Naissance de Soham à la maison de naissance de Castres, Doumaïa.

 

Ce récit n'est pas seulement celui de mon accouchement, c'est un encouragement pour les femmes à se reconnecter à leur inné de femme, à se faire confiance pour se ré-empuissancer et se détacher de la toute puissance médicale (masculine). C'est une volonté de défendre les maisons de naissance, encore à l'état d'expérimentation en France et le choix de chacune d'accoucher comme elle le souhaite, que ce soit à la maison ou dans des structures 'douces'. C'est dire que l'accouchement physiologique, ce n'est pas seulement accoucher par voie basse, c'est aussi ne pas avoir recours aux forceps, ventouse, péridurale, césarienne (quand cela n'est pas possible, merci la médecine, je ne dis pas le contraire) et aux injonctions et peurs médicales en tous genres.

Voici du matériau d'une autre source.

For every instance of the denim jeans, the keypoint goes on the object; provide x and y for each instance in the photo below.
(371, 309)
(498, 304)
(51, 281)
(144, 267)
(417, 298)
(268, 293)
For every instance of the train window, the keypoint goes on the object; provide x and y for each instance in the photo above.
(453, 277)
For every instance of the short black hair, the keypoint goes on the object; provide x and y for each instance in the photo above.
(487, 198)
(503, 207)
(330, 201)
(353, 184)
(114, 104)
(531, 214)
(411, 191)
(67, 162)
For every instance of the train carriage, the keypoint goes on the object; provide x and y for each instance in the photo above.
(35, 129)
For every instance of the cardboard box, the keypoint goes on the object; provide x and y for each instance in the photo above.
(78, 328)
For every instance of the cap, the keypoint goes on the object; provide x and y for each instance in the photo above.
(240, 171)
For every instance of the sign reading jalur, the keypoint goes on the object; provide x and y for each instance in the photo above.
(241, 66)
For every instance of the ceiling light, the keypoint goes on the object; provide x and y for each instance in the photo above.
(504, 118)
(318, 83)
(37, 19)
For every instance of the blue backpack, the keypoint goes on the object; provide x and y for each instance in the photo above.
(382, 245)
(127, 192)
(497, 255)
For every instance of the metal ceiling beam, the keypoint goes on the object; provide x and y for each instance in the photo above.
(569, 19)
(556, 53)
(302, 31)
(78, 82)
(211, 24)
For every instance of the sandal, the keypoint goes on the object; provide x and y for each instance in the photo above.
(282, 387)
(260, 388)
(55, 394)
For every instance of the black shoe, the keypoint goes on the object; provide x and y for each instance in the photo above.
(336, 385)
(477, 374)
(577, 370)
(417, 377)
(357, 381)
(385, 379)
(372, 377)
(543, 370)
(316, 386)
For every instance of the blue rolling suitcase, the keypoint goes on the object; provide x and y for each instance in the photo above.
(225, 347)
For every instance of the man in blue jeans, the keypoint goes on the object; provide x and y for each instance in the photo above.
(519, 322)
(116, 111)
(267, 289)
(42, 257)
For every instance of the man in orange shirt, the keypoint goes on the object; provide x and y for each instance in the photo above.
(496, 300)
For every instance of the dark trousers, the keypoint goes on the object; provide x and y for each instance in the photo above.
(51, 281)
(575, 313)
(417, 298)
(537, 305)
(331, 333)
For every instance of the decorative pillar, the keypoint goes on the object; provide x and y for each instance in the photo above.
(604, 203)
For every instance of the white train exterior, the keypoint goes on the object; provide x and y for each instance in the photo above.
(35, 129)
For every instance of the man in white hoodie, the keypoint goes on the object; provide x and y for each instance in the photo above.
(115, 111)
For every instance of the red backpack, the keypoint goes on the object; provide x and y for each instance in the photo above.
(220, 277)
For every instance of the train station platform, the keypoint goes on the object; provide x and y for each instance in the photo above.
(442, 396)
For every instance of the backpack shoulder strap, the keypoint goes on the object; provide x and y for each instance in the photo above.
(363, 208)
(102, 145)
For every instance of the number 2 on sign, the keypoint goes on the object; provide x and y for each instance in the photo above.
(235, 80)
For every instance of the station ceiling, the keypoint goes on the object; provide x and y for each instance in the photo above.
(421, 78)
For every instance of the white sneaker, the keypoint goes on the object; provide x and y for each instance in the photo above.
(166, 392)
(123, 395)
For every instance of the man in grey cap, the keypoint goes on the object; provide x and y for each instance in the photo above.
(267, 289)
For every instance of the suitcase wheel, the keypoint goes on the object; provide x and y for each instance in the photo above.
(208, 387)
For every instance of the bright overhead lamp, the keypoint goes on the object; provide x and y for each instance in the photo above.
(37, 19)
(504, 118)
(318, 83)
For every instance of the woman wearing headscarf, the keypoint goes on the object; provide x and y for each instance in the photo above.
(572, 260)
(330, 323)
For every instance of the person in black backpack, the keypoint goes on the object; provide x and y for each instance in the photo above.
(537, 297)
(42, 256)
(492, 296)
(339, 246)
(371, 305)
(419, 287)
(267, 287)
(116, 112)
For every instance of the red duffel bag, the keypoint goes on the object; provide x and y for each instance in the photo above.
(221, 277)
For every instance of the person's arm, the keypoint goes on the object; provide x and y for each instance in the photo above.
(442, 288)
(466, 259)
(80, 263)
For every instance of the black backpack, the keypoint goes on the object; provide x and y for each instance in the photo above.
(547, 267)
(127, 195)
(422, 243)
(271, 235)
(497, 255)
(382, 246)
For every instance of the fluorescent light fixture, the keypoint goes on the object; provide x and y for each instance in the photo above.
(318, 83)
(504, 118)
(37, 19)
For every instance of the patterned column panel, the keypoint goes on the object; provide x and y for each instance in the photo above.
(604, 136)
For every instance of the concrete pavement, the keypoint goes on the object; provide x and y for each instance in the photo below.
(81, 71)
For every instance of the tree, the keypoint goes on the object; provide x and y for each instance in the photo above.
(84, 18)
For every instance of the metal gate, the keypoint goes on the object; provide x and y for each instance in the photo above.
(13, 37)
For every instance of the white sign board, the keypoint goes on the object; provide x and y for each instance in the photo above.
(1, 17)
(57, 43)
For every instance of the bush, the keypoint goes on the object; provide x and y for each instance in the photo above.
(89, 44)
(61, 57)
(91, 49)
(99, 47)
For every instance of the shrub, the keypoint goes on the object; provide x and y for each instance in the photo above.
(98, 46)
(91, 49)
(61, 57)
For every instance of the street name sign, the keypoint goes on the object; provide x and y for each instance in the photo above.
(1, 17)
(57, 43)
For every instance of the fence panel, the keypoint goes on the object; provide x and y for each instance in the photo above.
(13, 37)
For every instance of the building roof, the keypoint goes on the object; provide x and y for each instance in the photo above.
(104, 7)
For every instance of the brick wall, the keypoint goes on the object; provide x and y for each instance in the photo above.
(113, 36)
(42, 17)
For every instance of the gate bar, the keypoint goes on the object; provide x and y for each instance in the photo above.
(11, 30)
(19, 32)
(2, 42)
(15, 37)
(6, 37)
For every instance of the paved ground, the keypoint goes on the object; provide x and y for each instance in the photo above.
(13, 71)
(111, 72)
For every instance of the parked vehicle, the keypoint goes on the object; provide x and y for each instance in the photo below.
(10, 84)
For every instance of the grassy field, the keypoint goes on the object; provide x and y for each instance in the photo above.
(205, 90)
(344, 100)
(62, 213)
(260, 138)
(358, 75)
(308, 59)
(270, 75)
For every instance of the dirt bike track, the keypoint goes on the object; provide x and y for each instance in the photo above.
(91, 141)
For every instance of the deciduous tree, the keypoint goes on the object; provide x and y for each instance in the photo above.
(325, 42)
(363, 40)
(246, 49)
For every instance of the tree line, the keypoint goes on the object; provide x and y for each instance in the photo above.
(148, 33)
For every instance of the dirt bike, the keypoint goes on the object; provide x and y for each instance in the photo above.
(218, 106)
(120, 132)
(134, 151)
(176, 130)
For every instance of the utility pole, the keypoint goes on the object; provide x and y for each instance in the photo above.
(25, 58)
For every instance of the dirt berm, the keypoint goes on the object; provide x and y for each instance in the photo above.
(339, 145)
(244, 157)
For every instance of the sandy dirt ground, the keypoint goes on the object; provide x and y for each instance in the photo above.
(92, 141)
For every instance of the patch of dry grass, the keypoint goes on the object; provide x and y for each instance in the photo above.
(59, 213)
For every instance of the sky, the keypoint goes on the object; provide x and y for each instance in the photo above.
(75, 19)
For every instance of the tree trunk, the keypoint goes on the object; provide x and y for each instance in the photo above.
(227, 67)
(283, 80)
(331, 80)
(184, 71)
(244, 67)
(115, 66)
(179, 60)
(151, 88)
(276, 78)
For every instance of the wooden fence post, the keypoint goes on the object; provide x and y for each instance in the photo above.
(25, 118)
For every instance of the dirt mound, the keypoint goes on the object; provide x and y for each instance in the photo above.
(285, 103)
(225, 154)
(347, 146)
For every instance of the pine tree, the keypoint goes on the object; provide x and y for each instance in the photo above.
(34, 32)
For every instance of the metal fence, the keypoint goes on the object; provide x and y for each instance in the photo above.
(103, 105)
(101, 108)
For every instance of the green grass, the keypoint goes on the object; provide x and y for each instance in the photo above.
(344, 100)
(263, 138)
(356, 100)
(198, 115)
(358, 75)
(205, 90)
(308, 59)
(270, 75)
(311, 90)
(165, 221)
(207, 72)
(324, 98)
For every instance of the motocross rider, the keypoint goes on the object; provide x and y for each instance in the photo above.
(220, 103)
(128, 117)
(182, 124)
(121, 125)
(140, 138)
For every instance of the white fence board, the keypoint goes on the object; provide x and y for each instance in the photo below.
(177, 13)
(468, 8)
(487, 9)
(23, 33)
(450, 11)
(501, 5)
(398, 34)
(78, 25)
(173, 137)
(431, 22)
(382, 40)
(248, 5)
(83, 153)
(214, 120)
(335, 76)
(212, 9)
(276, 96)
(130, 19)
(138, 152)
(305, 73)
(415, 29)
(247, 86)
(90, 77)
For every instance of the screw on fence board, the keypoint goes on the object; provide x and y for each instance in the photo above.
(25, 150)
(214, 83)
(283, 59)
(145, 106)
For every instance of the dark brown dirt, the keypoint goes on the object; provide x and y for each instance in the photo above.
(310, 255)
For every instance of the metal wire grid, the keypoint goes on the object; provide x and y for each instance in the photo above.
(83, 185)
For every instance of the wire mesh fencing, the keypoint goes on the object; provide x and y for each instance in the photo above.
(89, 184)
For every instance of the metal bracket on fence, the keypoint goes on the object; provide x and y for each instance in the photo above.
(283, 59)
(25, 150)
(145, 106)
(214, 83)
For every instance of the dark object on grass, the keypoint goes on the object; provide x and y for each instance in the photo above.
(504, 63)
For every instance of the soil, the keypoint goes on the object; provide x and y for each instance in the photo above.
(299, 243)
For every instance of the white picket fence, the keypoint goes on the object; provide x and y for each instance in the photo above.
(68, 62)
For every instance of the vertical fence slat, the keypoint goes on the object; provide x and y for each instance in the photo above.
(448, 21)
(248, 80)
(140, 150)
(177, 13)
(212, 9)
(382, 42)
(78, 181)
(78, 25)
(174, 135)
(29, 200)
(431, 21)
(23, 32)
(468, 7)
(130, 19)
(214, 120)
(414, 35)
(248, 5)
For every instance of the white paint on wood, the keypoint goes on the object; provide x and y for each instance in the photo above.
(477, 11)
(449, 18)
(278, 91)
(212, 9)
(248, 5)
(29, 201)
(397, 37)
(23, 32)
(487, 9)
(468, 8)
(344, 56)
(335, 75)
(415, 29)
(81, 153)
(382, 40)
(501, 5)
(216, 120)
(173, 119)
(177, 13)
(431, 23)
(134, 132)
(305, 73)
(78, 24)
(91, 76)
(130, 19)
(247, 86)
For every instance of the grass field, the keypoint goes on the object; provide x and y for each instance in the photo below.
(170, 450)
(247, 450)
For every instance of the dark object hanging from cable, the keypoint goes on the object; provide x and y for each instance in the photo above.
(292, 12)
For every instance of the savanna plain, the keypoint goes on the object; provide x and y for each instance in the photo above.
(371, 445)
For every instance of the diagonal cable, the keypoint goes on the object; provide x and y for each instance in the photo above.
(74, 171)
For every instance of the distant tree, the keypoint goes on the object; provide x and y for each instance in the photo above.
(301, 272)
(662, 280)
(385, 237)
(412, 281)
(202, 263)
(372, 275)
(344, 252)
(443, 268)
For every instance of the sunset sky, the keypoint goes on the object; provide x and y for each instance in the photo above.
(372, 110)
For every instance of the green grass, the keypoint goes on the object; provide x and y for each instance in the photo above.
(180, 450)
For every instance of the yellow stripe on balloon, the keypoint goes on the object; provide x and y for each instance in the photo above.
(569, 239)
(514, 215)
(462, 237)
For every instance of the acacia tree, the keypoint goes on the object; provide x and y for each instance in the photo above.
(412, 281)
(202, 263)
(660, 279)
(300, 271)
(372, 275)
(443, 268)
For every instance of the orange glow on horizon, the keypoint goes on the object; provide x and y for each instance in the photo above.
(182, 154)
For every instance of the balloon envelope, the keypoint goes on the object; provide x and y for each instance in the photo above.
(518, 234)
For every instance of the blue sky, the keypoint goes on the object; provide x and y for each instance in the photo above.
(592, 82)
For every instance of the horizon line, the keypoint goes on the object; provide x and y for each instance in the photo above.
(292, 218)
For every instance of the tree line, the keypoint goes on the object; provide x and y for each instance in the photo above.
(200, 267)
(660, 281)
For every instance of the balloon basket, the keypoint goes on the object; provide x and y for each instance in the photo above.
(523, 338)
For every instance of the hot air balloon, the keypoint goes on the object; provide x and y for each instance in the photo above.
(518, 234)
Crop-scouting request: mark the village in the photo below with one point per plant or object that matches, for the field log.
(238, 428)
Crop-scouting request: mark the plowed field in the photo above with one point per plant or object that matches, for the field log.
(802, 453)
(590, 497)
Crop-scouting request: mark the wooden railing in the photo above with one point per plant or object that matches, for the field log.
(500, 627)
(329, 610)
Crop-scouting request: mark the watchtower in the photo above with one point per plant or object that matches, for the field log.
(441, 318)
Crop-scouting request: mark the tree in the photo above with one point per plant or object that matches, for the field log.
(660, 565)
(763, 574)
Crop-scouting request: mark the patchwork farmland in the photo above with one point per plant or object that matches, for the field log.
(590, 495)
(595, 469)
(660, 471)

Je viens d'une lignée maternelle qui n'a presque jamais rencontré de problèmes lors des enfantements (au moins jusqu'à mon arrière grand mère), cela m'a sûrement aidé. Pour autant, j'ai quand-même dû traverser des appréhensions, des doutes, questionnements (le 1er bambin avait fait le chemin pour le travail sur mes peurs les plus effrayantes).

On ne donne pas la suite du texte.